How to avoid a putrid backlog

How to avoid a putrid backlog

"And here is a view of the backlog..." I uttered in a demo of Jira Software the other week. The two seasoned integration engineers shot each other glances and started to giggle.

"What up? " I curiously asked.

"Well, when we talk about backlog, it often just mean a list of old putrid stuff we never get round to do"


I am a list person. I love making them, often starting the day with a short handwritten list on a piece of paper. Makes me feel both energized and a tad in control I guess. No wonder I fell in love with Jira when I saw it back in 2008.

When I started to grasp the concept of cognitive load I understood that the lists help me offload my brain. Instead of needing to remember I trust my list and free up brain energy for the doing part. If your head keeps you up at night with all the tasks you mustn't forget do to in the morning, a simple trick is to just note it down.

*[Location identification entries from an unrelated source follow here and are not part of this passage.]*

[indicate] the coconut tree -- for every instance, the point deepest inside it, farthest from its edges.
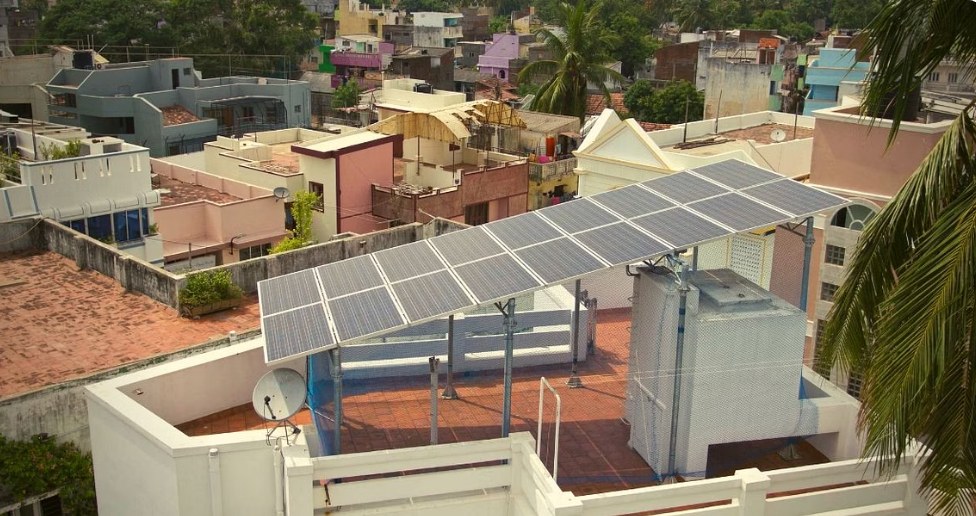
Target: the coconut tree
(905, 317)
(579, 56)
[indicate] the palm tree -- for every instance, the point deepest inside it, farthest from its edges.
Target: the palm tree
(904, 317)
(579, 56)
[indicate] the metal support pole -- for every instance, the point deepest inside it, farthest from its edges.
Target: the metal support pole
(807, 254)
(574, 382)
(509, 311)
(678, 359)
(337, 394)
(434, 362)
(449, 392)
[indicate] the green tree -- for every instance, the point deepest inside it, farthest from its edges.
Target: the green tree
(665, 105)
(346, 95)
(579, 55)
(301, 211)
(903, 318)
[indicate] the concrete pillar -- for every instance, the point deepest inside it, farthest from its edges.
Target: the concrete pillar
(755, 486)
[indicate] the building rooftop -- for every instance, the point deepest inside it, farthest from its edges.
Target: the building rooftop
(594, 454)
(62, 323)
(176, 192)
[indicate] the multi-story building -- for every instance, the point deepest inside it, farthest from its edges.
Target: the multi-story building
(434, 66)
(437, 29)
(97, 186)
(166, 106)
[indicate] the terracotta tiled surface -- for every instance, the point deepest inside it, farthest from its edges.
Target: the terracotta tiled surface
(61, 323)
(180, 192)
(594, 456)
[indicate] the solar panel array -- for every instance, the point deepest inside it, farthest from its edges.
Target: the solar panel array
(317, 309)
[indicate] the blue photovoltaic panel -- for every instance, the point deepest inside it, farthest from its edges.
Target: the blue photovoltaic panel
(621, 243)
(496, 277)
(348, 276)
(466, 246)
(288, 291)
(296, 332)
(684, 187)
(523, 230)
(736, 174)
(794, 197)
(680, 228)
(578, 215)
(558, 260)
(364, 313)
(738, 212)
(408, 261)
(632, 201)
(430, 295)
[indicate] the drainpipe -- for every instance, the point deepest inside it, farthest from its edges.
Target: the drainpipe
(337, 395)
(216, 496)
(678, 359)
(807, 254)
(508, 310)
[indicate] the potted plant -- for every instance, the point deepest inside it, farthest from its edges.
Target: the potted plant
(207, 292)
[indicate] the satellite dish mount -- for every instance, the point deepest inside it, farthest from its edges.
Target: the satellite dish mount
(281, 193)
(278, 396)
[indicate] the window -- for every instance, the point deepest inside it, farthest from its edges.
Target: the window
(319, 190)
(127, 225)
(827, 291)
(834, 255)
(853, 217)
(255, 251)
(854, 384)
(100, 227)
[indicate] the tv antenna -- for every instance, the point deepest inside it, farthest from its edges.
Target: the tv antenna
(278, 396)
(280, 193)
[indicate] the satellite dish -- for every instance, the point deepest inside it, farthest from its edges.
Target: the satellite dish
(279, 394)
(281, 192)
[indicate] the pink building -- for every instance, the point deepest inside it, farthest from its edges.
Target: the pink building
(495, 61)
(213, 220)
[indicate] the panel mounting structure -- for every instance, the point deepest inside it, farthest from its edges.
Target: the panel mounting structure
(367, 296)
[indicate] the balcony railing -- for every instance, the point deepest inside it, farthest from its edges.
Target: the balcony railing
(553, 170)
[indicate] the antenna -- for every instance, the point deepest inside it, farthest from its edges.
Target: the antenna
(279, 395)
(281, 193)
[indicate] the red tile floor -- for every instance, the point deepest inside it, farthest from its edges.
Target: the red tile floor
(593, 455)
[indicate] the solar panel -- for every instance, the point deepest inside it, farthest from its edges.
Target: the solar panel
(288, 291)
(736, 174)
(578, 215)
(348, 276)
(632, 201)
(523, 230)
(684, 188)
(296, 332)
(621, 243)
(430, 295)
(558, 260)
(364, 313)
(794, 197)
(679, 227)
(496, 277)
(466, 246)
(737, 211)
(407, 261)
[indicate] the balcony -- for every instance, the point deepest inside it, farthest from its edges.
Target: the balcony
(539, 172)
(372, 61)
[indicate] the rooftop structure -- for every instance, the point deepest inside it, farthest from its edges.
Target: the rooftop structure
(127, 100)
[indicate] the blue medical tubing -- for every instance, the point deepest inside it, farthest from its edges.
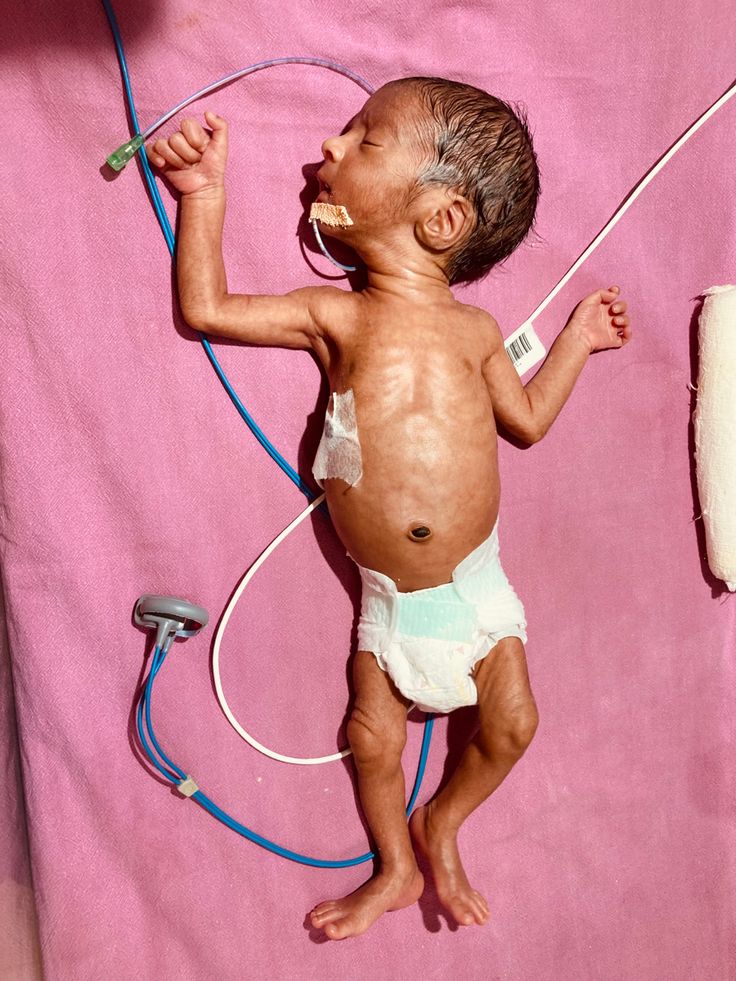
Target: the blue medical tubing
(174, 773)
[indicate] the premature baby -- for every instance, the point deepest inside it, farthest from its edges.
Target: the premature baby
(433, 182)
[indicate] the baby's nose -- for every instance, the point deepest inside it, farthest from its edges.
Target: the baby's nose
(332, 149)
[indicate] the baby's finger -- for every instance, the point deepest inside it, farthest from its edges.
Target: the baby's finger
(195, 134)
(180, 144)
(154, 158)
(219, 128)
(169, 156)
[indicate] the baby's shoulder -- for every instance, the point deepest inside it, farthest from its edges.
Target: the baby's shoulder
(333, 309)
(483, 324)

If it only were you and your mate doing the work talking regularly throughout the day would be totally sufficient to get the job done. When you and your mate and 15-50-150-250 other colleagues, partners and customers collaborate to reach the same goal, talking regularly with everyone is not so efficient any more. A centrally stored todo-list help us work asynchronously and manage our collective cognitive load.

When it comes to shared lists of work you need to compliment your list making skills with some list management skills:

1. Classify your work items

Mixing all kinds of work items into one list with a "one size fits noone"-kind of workflow and you'll have a putrid list of 1000 items in no time.

Triaging your work load into different types of work help us define their suitable work item lifecycle, identify what people need to be involved when and slice the work list into different sub-lists or boards to become useful in of different contexts.

As the cynefin framework teaches us; different type of work items require different resolution approaches. Some items are resolved by following best practice checklists, some needs experimenting etc

2. Involve and interact

If the list is just sitting there staring at the two members in the team that are supposed to do the work the list will turn putrid quickly. Why should they spend time keep it "up to date" if no one is consuming the information?

Inviting the necessary people into the process is a good way to ensure motivation to keep content alive and useful for all parties. Sharing one platform also ensures content stays in one place and not diverge into various chats, emails, files and whatnot. It will prevent time leakage around finding and putting together "latest status report" type of content.

Identify what people should be involved for each classification. What are their background, need, expectation, interest, driver, fear, skillset etc? We need to take care of the users. Define views, boards, list for them that makes sense from their point of view.

When people collaborate cross team, department and company we need to clarify what to expect from each party. Trust between humans is built when their behaviour is predictable and expectation is managed. It is simple to state a few rules of engagement, but it is very often overlooked. A tip for more reading on types of teams and types of interaction: Team Topologies.

3. Utilise the issue hierarchies in Jira

A putrid list of work often contain loads of unrefined yet fine grained task items. Short one words / oneliners with very little context.

As you can read in this article product backlog items should be coarse grained at the beginning of their life cycle and then well refined when you get closer to the development, building on the "just in time" principle derived from lean manufacturing.

Use the hierarchy of Epic > Story > Subtask in Jira. Start your work on the parent level, the Epic, fill content enough to be useful for the conversation around customer need, context, scope, benefit, prioritization and planning. You can add "story candidates" as a bullet list here. You can connect the Epic to a Confluence page to evolve your user requirement documentation even further(and version control it). When you're getting close being ready to develop, then break it down the Epic to children storys or tasks and stick those into sprints if you do scrum boards or kanban board.

4. Kill your darlings

Creating work items is easy but making the decision to removing them is hard. When people have angst for getting rid of things, the lists become longer, as does the time it takes to organise and refine the work. I once met a product owner that tried to have control over the exact rank of 2000 storys in a board.

Be prepared to clean up "the messy kitchen drawer". If you dare to close or delete work items you also protect the collective cognitive load. Good ideas will come back.